The triangle is made up by the sartorius, adductor longus and inguinal ligament and if you just remember NAVVAN.
The danger zone on the face is a little triangle from the corners of the mouth up to the bridge of the nose. The reason it has such an epic name is because due to its venous drainage (from the facial veins and pterygoid plexus) there’s the possibility of infection traveling from that area into the cavernous sinus.
The cavernous sinuses (there’s one on each side) is an area posterior to the maxillary sinuses and lateral to the pituitary. It receives blood from the superior and inferior ophthalmic veins, superficial cortical veins and the basilar plexus.

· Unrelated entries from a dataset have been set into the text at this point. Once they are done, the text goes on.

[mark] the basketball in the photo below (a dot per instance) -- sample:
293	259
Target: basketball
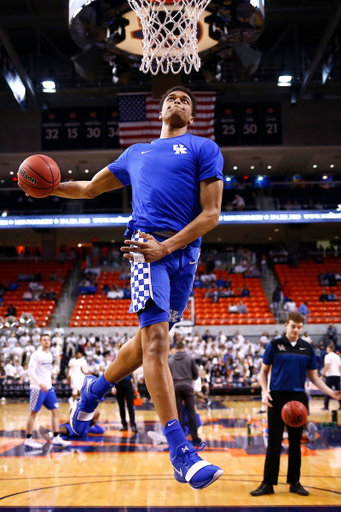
294	414
38	176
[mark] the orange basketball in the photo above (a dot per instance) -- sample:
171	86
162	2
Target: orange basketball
38	176
294	414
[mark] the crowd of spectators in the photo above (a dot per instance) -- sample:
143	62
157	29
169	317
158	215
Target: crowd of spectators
225	362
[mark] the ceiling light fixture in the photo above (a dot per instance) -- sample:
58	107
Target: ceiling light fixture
284	81
49	86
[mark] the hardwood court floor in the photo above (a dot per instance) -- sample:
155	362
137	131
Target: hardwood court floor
126	470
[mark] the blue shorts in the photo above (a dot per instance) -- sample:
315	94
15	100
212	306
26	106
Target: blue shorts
167	282
39	398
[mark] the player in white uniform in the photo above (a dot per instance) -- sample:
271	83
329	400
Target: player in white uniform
78	368
42	393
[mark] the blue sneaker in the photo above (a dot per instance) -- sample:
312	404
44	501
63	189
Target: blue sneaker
192	469
84	409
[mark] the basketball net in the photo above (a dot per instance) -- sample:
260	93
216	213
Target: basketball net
169	30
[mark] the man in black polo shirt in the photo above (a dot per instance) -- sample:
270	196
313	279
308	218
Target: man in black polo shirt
291	359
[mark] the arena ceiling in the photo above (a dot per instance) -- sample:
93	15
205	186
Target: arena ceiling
295	36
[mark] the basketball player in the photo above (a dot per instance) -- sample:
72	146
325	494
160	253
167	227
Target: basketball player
177	192
290	359
66	430
42	393
332	372
77	369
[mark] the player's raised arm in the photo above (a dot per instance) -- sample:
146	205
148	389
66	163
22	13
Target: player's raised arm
103	181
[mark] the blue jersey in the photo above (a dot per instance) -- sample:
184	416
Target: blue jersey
165	177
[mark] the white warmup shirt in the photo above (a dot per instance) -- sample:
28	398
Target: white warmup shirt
39	369
77	370
334	362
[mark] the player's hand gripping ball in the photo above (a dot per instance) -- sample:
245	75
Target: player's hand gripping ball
294	414
38	176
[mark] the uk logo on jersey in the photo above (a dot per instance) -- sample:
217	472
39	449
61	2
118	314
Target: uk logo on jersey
179	149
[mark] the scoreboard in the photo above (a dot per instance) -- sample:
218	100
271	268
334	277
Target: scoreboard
250	124
236	124
80	128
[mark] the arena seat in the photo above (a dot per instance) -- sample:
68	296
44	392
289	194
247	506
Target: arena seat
304	284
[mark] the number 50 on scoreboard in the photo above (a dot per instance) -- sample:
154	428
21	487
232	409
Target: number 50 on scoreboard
249	124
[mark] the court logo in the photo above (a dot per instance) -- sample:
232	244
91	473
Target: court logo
179	149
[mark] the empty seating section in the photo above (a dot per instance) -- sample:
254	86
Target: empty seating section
258	309
98	310
304	285
42	309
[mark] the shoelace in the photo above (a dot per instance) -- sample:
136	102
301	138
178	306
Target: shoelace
194	451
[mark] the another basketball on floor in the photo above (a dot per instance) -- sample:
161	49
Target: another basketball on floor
38	176
294	414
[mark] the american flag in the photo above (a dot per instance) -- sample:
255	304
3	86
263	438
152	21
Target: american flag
139	117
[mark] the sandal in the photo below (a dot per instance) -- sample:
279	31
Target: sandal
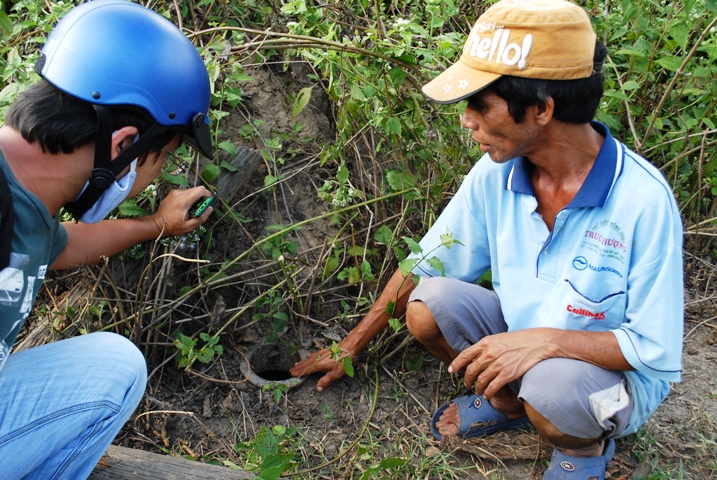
567	467
478	418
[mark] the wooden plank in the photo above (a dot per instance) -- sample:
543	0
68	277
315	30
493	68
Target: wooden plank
122	463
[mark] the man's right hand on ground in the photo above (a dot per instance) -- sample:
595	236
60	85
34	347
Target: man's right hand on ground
322	361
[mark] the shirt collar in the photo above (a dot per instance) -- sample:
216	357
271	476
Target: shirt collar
597	185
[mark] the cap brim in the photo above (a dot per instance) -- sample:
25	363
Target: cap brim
457	83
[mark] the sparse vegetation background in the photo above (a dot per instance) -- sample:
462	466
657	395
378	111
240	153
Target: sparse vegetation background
354	166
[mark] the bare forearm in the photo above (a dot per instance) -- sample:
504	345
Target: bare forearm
88	243
599	348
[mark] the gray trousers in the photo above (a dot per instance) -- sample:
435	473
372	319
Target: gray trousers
579	398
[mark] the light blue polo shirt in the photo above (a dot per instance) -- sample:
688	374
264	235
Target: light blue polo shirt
612	262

The blood then drains into the petrosal sinuses (you guessed it, there’s a superior and inferior one of those too) and then those drain into the internal jugular vein.
The thing about the cavernous sinuses a whole lot of important stuff passes through it.
- CN III (occulomotor)
- CN IV (trochlear)
- CN V1 (ophthalmic branch of trigeminal)
- CN V2 (maxillary branch of trigeminal)
- CN VI (abducens)
- Internal carotid (and the sympathetic fibres on the carotid)
This means that if you are so unfortunate as to have infection tract back into it, there can be some nasty consequences like meningitis and cavernous sinus thrombosis which will generally present as problems involving those nerves.
The abducens and carotid are more medial and thought to be more bathed in the warm loving venous drainage meaning these are generally the first to show signs of a problem a-brewin’.
The arm has too many muscles. It also has too many nerves.
The problem is that someone comes in with weakness or numbness and you need to think, “Where in the brain/spine/nerve root/bits of brachial plexus/terminal branch is the actual problem?!”
One of the ways to help suss this out is by testing the deep tendon reflexes.
- Only biceps reflex absent – might be problem with musculocutaneous nerve or C5
- Both brachioradialis and triceps absent – problem with the radial nerve
- Only triceps absent – potential problem with C7
Of course you should correlate the reflex findings with the sensory findings and motor strength (remember the good old ASIA exam for testing specific nerve roots) to help determine if it is a terminal branch issue or something higher up.
And don’t forget to grade those reflexes!
|4+||Very brisk +/- Clonus|
Generally upper motor neuron (UMN) lesions result in hyperreflexia while lower motor neuron (LMN) lesions result in hyporeflexia.